Use the Histogram Percentage Settings under Automatic Histogram Mode to discard anything in the histogram outside the given range of percentages (imagine clipping the brightest and darkest pixels from the histogram’s leftmost and rightmost parts). Then use Curve Remapping to remap the exposure curve (see more in the following section).
Curve Mapping is another variant of Automatic Mode.
In Curve Mapping Mode, the x-axis of the curve represents the current exposure, and the y-axis represents the target exposure. Remapping the exposure curve can refine precision.
Those familiar with photography might find Physical Camera Mode helpful for setting Camera parameters.
Switch the Exposure Override Mode to Physical Camera, then locate the Main Camera. From there, you can enable Physical Camera. See the image for properties shown in the Inspector.
Important to exposure are the ISO (sensitivity), Aperture (or f-number), and Shutter Speed, located under Physical Camera. If you’re matching reference photos, copy the correct settings from the image’s Exif data. Otherwise, this table can help you guesstimate Exposure Value based on f-number and shutter speed.
Additional Physical Camera parameters
Though not related to exposure, other Physical Camera properties can help you match the attributes of real-world cameras.
For example, we normally use the field of view in Unity (and many other 3D applications) to determine how much of the world a camera can see at once. In real cameras, however, the field of view depends on the size of the sensor and focal length of the lens.
Rather than setting the field of view directly, the Physical Camera Settings allow you to fill in the Sensor Type, Sensor Size, and Focal Length from the actual camera data.
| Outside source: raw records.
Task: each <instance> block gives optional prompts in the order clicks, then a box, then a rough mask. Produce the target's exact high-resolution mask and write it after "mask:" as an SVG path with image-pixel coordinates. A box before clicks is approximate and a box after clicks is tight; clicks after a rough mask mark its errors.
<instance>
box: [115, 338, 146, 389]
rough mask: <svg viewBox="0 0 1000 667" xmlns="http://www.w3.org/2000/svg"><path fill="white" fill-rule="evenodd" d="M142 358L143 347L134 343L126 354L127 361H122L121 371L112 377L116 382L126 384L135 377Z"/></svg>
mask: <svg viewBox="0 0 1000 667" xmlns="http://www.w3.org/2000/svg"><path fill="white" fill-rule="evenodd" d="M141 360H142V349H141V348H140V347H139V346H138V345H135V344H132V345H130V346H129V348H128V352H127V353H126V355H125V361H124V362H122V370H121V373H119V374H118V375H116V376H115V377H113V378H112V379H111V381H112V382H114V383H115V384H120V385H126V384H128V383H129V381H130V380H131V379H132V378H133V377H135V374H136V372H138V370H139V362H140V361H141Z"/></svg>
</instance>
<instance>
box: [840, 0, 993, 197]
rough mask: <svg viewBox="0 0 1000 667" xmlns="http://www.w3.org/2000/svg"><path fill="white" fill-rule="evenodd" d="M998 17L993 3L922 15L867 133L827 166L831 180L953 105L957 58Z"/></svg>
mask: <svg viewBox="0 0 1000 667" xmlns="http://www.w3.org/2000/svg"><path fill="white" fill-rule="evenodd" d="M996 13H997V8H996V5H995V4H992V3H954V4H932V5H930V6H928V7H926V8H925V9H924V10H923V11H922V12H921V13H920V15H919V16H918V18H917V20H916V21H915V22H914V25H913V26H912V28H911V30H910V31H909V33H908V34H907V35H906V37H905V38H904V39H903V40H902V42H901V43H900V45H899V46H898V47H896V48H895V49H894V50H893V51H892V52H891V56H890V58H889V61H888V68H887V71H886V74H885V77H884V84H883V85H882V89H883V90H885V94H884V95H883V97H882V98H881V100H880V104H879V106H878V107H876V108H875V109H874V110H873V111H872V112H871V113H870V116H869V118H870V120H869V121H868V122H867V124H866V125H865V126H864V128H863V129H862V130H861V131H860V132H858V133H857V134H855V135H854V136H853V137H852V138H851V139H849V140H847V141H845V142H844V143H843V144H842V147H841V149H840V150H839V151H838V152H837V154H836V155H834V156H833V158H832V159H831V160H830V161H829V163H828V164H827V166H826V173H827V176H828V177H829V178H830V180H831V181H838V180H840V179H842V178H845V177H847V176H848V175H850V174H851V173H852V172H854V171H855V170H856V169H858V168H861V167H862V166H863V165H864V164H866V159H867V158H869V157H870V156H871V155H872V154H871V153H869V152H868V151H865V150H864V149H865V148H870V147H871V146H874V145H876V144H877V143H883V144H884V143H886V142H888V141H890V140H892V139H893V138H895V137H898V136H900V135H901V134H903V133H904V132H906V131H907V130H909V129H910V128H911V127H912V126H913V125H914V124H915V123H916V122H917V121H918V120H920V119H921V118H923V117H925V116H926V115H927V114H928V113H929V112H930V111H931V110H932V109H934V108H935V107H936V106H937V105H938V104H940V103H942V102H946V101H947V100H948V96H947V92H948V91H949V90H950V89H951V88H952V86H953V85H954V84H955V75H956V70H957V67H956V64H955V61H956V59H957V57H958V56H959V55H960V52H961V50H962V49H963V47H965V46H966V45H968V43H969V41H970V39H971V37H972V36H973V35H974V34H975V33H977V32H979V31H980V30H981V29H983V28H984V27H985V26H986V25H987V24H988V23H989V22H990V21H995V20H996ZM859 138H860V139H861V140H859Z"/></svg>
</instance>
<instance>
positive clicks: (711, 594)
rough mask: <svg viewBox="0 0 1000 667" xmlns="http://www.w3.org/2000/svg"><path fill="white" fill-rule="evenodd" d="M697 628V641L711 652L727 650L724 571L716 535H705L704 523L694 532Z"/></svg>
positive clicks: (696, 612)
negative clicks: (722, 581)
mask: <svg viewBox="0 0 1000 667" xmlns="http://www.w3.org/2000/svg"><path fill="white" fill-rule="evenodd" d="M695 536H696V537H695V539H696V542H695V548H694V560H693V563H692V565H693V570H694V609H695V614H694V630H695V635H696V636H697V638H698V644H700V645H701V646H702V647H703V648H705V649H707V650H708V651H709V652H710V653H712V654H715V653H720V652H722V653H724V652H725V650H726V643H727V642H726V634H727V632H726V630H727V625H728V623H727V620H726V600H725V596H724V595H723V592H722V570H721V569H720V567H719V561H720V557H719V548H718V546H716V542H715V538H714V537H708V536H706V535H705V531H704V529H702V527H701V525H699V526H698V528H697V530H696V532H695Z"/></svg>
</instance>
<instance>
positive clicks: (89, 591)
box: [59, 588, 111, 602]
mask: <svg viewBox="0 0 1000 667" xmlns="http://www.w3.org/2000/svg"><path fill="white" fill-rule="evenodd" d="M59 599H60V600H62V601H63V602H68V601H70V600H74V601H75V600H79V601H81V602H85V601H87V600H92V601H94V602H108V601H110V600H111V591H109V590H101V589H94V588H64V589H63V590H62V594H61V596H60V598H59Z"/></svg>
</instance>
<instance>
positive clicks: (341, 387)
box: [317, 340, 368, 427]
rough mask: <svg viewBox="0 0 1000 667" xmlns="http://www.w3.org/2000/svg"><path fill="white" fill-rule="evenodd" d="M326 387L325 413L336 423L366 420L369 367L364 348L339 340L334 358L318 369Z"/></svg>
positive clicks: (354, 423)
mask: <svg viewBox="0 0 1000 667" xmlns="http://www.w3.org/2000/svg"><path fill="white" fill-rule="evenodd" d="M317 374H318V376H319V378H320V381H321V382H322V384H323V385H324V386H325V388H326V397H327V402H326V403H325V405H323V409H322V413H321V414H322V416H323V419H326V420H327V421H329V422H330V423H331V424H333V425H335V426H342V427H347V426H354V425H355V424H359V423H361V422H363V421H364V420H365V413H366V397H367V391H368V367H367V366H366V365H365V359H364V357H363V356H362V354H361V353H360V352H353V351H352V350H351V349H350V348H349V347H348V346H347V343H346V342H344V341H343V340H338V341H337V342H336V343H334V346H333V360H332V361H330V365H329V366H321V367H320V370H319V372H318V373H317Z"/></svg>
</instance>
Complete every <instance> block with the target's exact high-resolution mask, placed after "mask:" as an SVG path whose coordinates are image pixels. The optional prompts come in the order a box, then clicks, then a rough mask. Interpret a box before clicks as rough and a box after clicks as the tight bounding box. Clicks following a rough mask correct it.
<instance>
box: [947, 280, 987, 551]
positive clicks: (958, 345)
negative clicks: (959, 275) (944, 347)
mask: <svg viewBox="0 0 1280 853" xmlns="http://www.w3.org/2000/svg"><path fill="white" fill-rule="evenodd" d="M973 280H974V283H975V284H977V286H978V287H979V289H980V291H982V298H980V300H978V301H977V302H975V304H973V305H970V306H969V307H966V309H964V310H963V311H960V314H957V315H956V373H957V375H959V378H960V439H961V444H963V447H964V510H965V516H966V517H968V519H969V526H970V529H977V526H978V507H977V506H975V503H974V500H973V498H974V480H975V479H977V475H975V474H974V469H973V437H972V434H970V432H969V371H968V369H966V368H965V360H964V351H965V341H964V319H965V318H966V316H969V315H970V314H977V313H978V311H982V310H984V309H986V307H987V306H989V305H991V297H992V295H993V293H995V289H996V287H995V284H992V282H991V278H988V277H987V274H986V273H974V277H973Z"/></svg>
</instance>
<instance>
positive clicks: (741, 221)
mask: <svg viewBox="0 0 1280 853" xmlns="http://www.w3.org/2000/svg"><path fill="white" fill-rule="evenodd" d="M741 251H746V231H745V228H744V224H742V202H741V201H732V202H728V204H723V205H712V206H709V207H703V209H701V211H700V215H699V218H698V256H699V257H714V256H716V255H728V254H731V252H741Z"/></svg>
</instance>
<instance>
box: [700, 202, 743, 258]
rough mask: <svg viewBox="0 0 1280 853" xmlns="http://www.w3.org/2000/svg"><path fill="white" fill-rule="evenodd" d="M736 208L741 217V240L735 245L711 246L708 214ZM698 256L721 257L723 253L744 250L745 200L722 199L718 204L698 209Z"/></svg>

Unity will then automatically calculate the corresponding field of view value.
Rely on the camera metadata included with the image files when trying to match a real photo reference. Both Windows and macOS can read the Exif data from digital images. You can then copy the corresponding fields to your virtual camera.
Note that you might need to search for the exact sensor dimensions on the manufacturer’s website once you derive the camera make and model from the metadata. This article includes an estimate of common image sensor formats. Several of the bottom parameters influence the Depth of Field Volume.
In Unity 2021 LTS, you can control the Focus Distance from the Camera’s Inspector. In the Depth of Field Volume component, set the Focus Mode and the Focus Distance Mode to Physical Camera.
Use Blade Count, Curvature, and Barrel Clipping to change the Camera aperture’s shape. This influences the look of the bokeh that results from the Depth of Field Volume component.